The executive management of the Rugby Association are confident the team can justify their decision to remain in the top tier of Asian rugby by winning their inaugural game tomorrow.
When the UAE were formed after the Arabian Gulf was disbanded, the Rugby Association was given the option of assuming the place of the Arabian Gulf in the Top Five competition or starting from the bottom rung of the Asian rugby ladder in Division Five.
"We obviously choose to stay in the big league," Qais Abdulla Aldhalai, the deputy general secretary of the Rugby Association, said. "Our goal is now to remain there."
The UAE usher in the new era with a game against Sri Lanka in Colombo tomorrow.
"It is a new beginning for us and a new history," Aldhalai said. "For the first time, our players will be representing a country and I'm very confident we will do well.
"The players are carrying the flag of UAE on their chest for the first time. I'm confident they will do us proud."
Ian Bremner, the chief executive, is acutely aware of the importance of tomorrow's game, especially with games against Kazakhstan, last year's runner-up, Japan, the defending champions, and Hong Kong to come.

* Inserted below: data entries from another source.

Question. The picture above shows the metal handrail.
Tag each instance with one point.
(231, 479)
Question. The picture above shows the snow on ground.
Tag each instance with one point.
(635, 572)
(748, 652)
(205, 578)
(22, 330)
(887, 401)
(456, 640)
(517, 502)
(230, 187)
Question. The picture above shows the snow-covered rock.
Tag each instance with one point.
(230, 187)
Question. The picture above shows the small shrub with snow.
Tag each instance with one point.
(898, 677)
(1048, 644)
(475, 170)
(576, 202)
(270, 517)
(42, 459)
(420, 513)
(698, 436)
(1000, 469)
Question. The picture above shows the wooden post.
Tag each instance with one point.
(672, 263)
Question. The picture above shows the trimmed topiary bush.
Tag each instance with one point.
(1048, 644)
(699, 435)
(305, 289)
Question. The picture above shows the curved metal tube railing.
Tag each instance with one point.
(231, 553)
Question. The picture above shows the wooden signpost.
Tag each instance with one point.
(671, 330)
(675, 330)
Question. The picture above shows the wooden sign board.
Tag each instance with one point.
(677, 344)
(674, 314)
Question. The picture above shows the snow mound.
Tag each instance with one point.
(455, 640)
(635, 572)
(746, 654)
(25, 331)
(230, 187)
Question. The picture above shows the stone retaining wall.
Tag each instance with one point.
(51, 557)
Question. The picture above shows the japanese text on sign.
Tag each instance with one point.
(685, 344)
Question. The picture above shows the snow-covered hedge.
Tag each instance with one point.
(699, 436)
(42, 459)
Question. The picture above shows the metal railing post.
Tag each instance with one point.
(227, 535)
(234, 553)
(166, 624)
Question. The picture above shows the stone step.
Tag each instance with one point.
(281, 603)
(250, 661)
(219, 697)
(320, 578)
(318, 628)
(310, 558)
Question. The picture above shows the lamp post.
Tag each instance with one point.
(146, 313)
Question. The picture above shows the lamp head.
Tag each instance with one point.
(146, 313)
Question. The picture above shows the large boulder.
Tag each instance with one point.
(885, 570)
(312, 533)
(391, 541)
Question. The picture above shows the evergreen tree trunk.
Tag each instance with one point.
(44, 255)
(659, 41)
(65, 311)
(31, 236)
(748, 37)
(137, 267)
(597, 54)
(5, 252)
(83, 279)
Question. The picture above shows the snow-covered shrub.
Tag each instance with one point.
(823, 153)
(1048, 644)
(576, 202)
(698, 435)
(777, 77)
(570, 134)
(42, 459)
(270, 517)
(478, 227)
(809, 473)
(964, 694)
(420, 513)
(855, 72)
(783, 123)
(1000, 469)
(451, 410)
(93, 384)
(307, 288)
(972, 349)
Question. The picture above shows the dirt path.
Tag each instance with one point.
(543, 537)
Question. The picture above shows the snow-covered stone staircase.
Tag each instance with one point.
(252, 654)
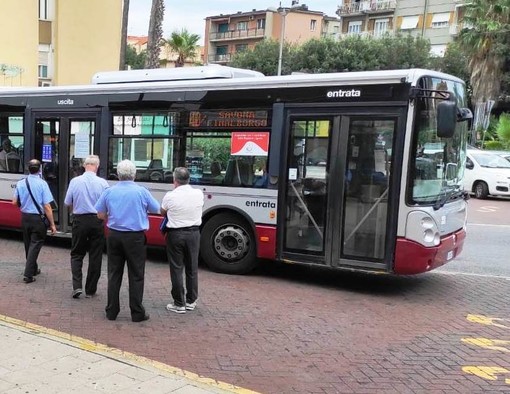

"We must return with something from Sri Lanka," Bremner said. "If we don't win our first game, we will be running up a slope for the remaining matches.
"Lose and we will have our backs a little bit to the wall. We are playing away to Hong Kong and while we have home advantage against Kazakhstan, we lost to them last year.
"Our best chance of staying in the Top Five next season will be to beat the new boys in the big league - Sri Lanka."
Sri Lanka, promoted after winning Division One last season, also admit that their best chance of registering a victory will be in their opening match.
"We realise the importance of this game," Ellis Meachen, their New Zealand-based coach, said. "Our aim this year is to make certain we are not relegated back into Division One next season."
Meachen, who was brought in to coach the side three months ago, says his biggest problem is the lack of match practice for the team with rugby being off-season in Sri Lanka right now.
Captained by Sean Wijesinghe, the Kandy flanker, Sri Lanka's goal will be made slightly easier by raising the curtain on the tournament at home in Colombo, and by the fact that they will host three matches this year as the final game against the Japanese has been moved from Tokyo to the Ceylonese Rugby & Football Club in Colombo because of the devastating earthquake and tsunami in Japan.
Bruce Birtwistle, the UAE coach, has benefited from being able to work with his player since January and he has needed that time to gel the squad as only five players have been retained from last year's Arabian Gulf XV which finished fourth in the competition with wins over Hong Kong and South Korea.
"We used to be able to draw players from Bahrain, Oman and Qatar in the past, but no more," Birtwistle said.
"We have also lost players who have left the region like Jonny MacDonald who has joined Scotland and played at the Hong Kong Sevens and Adelaide Sevens. His loss is huge.
"We have a reasonable forward pack but the backs are inexperienced. But if we play to our potential we will be a difficult team to handle."
For the future of the game in the country, the chief executive certainly hopes so.
"It is vital to stay in the Top Five for the sake of continuity and sustainability," Bremner said.
"We have to show our fans that the UAE can take over from the Arabian Gulf and be a team they can support."
The portents do not augur well for the UAE, who lost a warm-up game with Morocco, 13-0, in Casablanca.
"A few poor refereeing decisions went against us and it created some frustrations for the players," Birtwistle said.
"We also had five players who were playing international rugby for the first time."